Our interviews also revealed important aspects of patients’ pill-taking routines and the challenges that remote monitoring via electronic pill bottles may present. In this and a growing number of other trials, remote monitoring of medication adherence is the platform for delivering financial incentives, feedback, and other interventions.[42] Many individuals in the high-improvement group reported that the pill bottles disrupted their medication routines, whereas the nonimprovement group did not report this problem. Instead, those in the nonimprovement group reported that the device and incentives were not sufficient by themselves to change their routines. Future studies should pay close attention to how electronic pill containers interact with participants’ established routines and provide coaching and health education to those who have clinical inertia and struggle to engage with interventions such as incentives and feedback.

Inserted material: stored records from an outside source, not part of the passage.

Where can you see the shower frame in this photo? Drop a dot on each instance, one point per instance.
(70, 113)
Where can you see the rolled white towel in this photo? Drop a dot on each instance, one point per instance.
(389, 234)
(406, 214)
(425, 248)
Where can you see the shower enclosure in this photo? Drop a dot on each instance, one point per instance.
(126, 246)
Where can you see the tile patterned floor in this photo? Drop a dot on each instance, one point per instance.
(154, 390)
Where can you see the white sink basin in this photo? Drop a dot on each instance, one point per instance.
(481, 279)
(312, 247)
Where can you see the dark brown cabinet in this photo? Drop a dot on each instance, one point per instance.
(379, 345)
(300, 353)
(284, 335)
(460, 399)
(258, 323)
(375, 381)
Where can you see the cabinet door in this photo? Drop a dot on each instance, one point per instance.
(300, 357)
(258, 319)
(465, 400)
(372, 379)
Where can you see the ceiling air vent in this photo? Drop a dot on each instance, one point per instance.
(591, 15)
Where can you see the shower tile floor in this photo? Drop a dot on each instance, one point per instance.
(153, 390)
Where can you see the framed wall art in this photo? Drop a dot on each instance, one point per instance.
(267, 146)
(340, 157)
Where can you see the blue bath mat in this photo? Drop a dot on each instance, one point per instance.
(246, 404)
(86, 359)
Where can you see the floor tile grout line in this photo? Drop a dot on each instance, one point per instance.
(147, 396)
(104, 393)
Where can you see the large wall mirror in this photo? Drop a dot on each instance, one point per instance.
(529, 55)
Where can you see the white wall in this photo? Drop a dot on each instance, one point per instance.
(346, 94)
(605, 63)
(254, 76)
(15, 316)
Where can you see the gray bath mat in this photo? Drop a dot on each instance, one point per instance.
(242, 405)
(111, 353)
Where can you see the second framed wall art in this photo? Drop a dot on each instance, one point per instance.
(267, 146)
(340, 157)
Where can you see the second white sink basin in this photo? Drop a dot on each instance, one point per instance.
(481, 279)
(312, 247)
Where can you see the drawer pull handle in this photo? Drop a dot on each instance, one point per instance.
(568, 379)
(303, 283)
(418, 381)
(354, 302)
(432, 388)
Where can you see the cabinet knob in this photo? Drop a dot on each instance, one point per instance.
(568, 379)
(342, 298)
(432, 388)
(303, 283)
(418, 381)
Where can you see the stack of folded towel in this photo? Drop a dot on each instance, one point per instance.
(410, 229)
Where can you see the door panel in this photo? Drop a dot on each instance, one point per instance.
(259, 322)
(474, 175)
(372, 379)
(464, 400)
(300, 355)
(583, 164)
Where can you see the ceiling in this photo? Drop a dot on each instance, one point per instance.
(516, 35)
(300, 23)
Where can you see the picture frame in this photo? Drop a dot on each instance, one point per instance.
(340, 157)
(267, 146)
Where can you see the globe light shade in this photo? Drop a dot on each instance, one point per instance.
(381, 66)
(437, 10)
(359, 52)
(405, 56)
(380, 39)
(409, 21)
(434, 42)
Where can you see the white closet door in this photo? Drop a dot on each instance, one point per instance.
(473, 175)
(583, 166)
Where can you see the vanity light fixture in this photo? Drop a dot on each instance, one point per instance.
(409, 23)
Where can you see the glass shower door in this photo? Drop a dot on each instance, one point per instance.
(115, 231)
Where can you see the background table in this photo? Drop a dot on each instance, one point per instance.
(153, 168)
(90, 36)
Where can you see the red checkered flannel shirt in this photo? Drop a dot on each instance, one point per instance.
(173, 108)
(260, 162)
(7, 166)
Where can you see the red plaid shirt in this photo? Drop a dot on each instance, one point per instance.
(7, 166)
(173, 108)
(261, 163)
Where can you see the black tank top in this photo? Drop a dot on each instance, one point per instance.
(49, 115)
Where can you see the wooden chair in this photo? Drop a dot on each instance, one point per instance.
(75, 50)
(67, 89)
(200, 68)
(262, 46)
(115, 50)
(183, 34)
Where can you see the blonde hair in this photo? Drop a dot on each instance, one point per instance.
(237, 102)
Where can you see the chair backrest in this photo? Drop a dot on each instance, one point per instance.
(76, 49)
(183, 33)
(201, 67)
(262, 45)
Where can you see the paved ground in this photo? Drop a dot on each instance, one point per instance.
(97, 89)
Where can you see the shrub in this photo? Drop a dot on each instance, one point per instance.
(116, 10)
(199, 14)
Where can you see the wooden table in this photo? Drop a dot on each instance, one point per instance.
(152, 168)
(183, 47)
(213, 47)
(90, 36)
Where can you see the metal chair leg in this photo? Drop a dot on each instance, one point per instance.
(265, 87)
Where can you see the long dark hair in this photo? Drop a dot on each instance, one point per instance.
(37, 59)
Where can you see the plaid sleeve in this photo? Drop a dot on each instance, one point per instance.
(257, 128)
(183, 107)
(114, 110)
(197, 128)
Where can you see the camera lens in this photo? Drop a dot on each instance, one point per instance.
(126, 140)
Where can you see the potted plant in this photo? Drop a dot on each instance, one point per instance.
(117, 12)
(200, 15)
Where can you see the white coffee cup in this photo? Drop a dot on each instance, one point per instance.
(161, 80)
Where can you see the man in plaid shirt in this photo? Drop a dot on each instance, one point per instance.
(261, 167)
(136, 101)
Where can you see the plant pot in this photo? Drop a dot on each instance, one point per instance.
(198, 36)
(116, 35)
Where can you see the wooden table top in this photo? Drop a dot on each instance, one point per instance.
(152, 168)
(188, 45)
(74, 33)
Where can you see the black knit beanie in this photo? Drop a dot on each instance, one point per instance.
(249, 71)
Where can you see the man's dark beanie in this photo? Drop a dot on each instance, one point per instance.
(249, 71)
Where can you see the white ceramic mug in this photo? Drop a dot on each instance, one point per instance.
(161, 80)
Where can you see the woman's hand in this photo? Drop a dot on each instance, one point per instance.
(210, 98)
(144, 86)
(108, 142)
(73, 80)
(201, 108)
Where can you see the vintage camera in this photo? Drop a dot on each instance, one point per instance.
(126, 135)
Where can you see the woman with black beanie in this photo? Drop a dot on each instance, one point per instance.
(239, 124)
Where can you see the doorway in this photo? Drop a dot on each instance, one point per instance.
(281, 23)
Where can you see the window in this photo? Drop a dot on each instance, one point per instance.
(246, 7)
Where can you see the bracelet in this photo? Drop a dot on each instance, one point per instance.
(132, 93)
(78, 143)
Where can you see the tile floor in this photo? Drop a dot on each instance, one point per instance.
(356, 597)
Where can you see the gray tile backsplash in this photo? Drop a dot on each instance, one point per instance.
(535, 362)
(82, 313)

Although study participants were able to provide details about the electronic pill containers, most participants from the incentive groups had little memory of how and which behavior was financially rewarded. This finding stands in contrast to the common assumption that with proper incentives, it is in the interest of participants to understand rewards and how to qualify for them. It emphasizes the potential need to accompany these interventions with multipronged approaches addressing structural barriers to cholesterol level control (such as better access to healthy food and community engagement), as well as customized, motivational interviewing and health education, especially when participants do not show improvement. As noted, compared with a control condition, participants with incentives had significantly higher measured adherence but no difference in LDLC level change. Taken together, these findings and the qualitative data suggest that financial rewards for adherence led some participants to focus attention on the pill container but did not cause participants to remember the incentive structure itself. Follow-up studies need to explore what the barriers to comprehension are and how to overcome them to improve the design of interventions.

Limitations

This study has limitations. Interviewees’ ability to recall the details of the trial and their experiences participating in it may have been limited because the interviews were conducted more than 6 months after the incentives ended. The response rate was 41.9%; however, qualitative participants were comparable to eligible participants based on observable characteristics. Furthermore, in comparing the experiences of interviewees in the high-improvement and nonimprovement groups, we used 12-month change in LDLC level as a proxy for how successful participants were in the trial. Because the high-improvement group had significantly higher baseline LDLC levels, their much larger decrease in LDLC levels may have in part been owing to their simply having greater room for improvement. However, we affirm that the contrast between groups was valid, because the LDLC levels of most participants in the nonimprovement group actually increased (in stark contrast to the mean decline of >32 mg/dL in the overall trial). Furthermore, in light of the substantial experiential and demographic differences between the groups, we do not believe that the difference in baseline LDLC levels can be posited as the primary explanation of why the groups achieved such divergent outcomes.

Conclusions

This qualitative study suggests the need for a new approach to the provision of financial incentives. Whereas incentives theories assume that it is in the interest of individuals to manage changes autonomously to qualify for the highest financial rewards, this study highlights that participants with socioeconomic disadvantages and clinical burdens may need a more customized approach along with additional support to address, where possible, structural barriers to improving health.